Por Cláudia Cardozo / Fernando Duarte

Foto: Joilson César / Ag. Haack / Bahia Notícias

O juiz Sérgio Moro sugeriu, nesta quarta-feira (23), que os Poderes Executivo e Legislativo fizeram pouco para combater a corrupção. “Os demais poderes, executivo e legislativo, têm que fazer a sua parte. E fizeram pouco”, criticou o magistrado, durante o Simpósio Nacional de Combate à Corrupção.

 

“Considerando o nível de revelação dos malfeitos que você teve revelados nos casos já julgados da Operação Lava Jato, é o que chamamos de captura do estado. O estado foi capturado para fins privados: benefícios de empresários e de políticos inescrupulosos. Diante do grau e da magnitude desse fenômeno, a resposta da classe política foi absurdamente insuficiente”, completou Moro.

 

O magistrado, no entanto, reconheceu avanços, como o caso da Lei Geral das Estatais, tratado como “um avanço em matéria de governança no âmbito da administração pública indireta”. “É uma boa lei, mas é insuficiente diante da magnitude do problema”, afirmou o juiz federal, citando que o processo deveria ser estendido à administração pública direta.

 

TOQUE DE MIDAS

Moro criticou também a minoração do crime de corrupção, tratado pelos políticos como caixa 2 de campanha. “Caixa 2 é um crime menos grave do que corrupção, vamos admitir.
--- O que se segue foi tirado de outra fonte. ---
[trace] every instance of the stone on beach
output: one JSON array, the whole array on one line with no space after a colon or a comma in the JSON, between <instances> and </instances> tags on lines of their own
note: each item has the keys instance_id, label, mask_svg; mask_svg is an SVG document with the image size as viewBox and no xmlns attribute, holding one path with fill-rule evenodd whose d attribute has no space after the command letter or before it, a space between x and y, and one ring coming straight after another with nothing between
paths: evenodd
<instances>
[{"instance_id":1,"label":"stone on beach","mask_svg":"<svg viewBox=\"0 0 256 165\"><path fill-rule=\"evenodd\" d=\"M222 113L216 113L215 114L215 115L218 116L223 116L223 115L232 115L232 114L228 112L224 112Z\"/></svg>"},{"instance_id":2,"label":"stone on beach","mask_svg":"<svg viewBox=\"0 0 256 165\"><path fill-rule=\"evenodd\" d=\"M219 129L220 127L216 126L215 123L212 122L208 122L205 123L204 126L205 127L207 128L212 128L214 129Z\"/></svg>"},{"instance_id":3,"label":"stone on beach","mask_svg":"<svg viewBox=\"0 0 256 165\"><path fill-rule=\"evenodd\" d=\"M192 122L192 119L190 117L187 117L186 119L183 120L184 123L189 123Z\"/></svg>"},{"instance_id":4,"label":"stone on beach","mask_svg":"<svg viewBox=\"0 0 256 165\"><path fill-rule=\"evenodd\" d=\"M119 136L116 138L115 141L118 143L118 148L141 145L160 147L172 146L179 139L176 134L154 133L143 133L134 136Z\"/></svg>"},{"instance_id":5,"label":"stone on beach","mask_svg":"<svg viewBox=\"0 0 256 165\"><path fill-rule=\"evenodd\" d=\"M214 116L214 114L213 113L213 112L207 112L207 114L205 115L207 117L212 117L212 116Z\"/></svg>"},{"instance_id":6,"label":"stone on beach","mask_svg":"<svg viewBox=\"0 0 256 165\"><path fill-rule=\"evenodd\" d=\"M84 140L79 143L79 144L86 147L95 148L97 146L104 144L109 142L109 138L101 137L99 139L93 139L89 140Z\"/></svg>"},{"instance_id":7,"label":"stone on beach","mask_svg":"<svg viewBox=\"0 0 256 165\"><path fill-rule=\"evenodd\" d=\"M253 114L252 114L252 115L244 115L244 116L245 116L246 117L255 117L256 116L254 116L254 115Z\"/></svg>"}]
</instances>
Agora, anistiar a corrupção sob pretexto de se anistiar caixa 2...”, divagou o juiz.

 

Segundo ele, casos já julgados mesmo em segunda instância mostram que “vantagem indevida foi paga mediante doações eleitorais, oficiais”. “O fato de você fazer a doação oficial não quer dizer que há um toque de Midas, que torna o dinheiro limpo ou o acervo de corrupção inexistente”, reclamou.